A quest to democratize GMO technology
After experimenting with various product ideas, including a “living glow-stick,” the team settled on scented GMO moss. The product symbolizes Taxa’s goal of proving that GMO technology doesn’t have to just be in the hands of large corporations.
Creating scented moss was a more reasonable goal for the Taxa team, since moss is much less complex than the Arabidopsis plant the team used for the glowing plant project. It also has a simpler genome and a shorter life-cycle, which cuts down the time it takes to do experiments.
Taxa started working on scented moss a year ago, and quickly came up with a working prototype.
The moss, which went on sale in mid-August, is available in three varieties: patchouli, linalool (a spicy and floral scent found in cleaning products), and geraniol (a rose-like scent found in mosquito repellant).
Backers of the original glowing plant campaign can use the money they sank into the project on scented moss. At $79 plus shipping, it’s more expensive than the glowing plant, but Evans is confident backers will be happy with the new product.
“I think backers recognize that we persisted in this long past the point where it made sense,” he said.
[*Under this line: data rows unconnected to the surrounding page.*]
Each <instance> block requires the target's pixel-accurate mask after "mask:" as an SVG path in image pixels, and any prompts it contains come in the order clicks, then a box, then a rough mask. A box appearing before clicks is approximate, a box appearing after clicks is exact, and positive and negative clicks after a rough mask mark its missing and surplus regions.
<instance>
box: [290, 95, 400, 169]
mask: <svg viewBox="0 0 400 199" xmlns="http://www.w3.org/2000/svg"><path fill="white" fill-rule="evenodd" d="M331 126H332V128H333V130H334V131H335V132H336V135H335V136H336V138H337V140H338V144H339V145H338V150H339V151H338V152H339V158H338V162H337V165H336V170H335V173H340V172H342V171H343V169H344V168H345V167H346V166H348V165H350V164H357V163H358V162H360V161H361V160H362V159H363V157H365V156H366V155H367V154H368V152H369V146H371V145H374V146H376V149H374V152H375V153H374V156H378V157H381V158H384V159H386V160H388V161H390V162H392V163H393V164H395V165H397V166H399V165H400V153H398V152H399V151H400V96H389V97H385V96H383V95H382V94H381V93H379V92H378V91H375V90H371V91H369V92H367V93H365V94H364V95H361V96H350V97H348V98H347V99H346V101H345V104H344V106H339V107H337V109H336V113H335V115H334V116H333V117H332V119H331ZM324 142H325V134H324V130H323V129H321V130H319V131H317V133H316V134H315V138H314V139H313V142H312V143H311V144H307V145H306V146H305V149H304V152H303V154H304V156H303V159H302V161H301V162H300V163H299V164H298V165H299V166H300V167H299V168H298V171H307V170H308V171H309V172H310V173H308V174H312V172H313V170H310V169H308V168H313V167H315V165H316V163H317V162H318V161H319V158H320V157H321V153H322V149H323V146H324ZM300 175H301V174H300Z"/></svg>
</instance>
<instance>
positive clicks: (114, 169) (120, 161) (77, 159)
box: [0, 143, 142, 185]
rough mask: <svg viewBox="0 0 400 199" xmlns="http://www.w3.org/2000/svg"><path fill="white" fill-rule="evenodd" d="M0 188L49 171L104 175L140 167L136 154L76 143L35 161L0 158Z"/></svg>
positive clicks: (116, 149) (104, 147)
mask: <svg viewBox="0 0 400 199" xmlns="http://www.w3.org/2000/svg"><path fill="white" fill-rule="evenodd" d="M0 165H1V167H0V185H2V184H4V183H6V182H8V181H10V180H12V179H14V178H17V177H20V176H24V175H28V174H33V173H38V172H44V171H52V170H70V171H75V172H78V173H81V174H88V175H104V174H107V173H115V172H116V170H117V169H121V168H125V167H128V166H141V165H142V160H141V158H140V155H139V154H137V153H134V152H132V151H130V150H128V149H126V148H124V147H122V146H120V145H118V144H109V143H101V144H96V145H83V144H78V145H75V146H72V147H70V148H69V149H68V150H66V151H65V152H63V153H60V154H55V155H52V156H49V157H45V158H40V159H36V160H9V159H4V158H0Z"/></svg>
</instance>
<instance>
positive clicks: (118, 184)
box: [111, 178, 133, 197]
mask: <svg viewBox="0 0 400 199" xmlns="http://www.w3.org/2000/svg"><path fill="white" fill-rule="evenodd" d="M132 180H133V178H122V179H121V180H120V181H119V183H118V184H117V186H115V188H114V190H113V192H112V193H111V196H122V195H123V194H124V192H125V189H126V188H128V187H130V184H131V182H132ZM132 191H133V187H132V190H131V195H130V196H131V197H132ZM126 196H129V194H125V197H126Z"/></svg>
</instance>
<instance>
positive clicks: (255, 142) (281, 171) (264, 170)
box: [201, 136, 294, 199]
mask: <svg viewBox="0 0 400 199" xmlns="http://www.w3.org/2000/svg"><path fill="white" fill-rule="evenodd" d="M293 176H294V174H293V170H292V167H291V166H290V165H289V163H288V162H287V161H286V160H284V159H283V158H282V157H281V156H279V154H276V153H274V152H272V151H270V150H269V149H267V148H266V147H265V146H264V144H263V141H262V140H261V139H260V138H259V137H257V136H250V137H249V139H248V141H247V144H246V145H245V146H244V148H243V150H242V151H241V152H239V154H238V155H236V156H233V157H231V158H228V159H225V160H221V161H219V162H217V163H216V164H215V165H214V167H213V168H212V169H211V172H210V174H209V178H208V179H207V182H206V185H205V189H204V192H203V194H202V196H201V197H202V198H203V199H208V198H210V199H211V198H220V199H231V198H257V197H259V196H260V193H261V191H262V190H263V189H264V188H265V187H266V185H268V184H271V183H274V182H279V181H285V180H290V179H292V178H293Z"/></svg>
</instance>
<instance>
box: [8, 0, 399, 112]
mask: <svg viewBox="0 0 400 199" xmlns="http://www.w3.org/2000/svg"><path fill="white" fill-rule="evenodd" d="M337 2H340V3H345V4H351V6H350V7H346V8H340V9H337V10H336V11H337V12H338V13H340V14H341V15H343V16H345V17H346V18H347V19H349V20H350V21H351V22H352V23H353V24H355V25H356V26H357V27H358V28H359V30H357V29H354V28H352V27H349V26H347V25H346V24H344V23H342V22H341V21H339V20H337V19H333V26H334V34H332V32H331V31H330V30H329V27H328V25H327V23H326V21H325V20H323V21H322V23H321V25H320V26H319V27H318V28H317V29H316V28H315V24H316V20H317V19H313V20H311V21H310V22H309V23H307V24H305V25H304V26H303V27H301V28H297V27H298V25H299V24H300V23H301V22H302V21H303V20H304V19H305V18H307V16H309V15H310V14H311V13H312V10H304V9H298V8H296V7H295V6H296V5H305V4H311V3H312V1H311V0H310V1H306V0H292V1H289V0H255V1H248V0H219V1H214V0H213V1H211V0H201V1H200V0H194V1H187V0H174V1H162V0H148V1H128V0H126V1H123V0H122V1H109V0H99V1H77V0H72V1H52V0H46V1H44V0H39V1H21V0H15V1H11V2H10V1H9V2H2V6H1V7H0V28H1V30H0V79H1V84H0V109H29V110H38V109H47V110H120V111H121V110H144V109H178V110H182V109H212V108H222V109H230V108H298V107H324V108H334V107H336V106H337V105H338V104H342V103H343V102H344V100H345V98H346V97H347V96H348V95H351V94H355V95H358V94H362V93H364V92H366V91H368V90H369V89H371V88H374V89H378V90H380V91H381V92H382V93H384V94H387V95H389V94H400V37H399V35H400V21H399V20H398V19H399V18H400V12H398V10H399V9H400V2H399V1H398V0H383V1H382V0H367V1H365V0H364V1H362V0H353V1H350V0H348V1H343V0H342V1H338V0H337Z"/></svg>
A brief look through the thousand-plus comments on the Kickstarter campaign shows that some backers are satisfied with what they’re getting. But plenty are not.
“$79 seems a bit expensive for smelly moss,” reads one comment. Another says: “This isn’t cool at all. We’ve waited over 3 years and now we have a chance to get something but only if we spend another $40 plus $10 in shipping?”
Evans is ultimately hoping that bigger brands in the home fragrance industry will want to work with Taxa. “Brands are excited about the project, and understand the value proposition as a containerless moss. They want to see more proof around flavors,” Evans said.
Taxa isn’t a GMO behemoth like Monsanto, but the company still faces a similar challenge: consumer resistance to GMO products. Evans thinks the fact that it’s a non-edible GMO product could make a difference for some people.
No matter what happens with the moss in the long-term, Taxa’s story offers a lesson for science-based crowdfunding campaigns on platforms like Indiegogo and Kickstarter: Unless you’ve already nailed the science, find another way to raise money.
“It’s not the right format to promise something where there’s such high technical risk,” Evans said. “It’s not that we couldn’t get our product shipped from China. With us, ultimately the reason we failed is because we couldn’t get 20,000 base pairs into a plant.”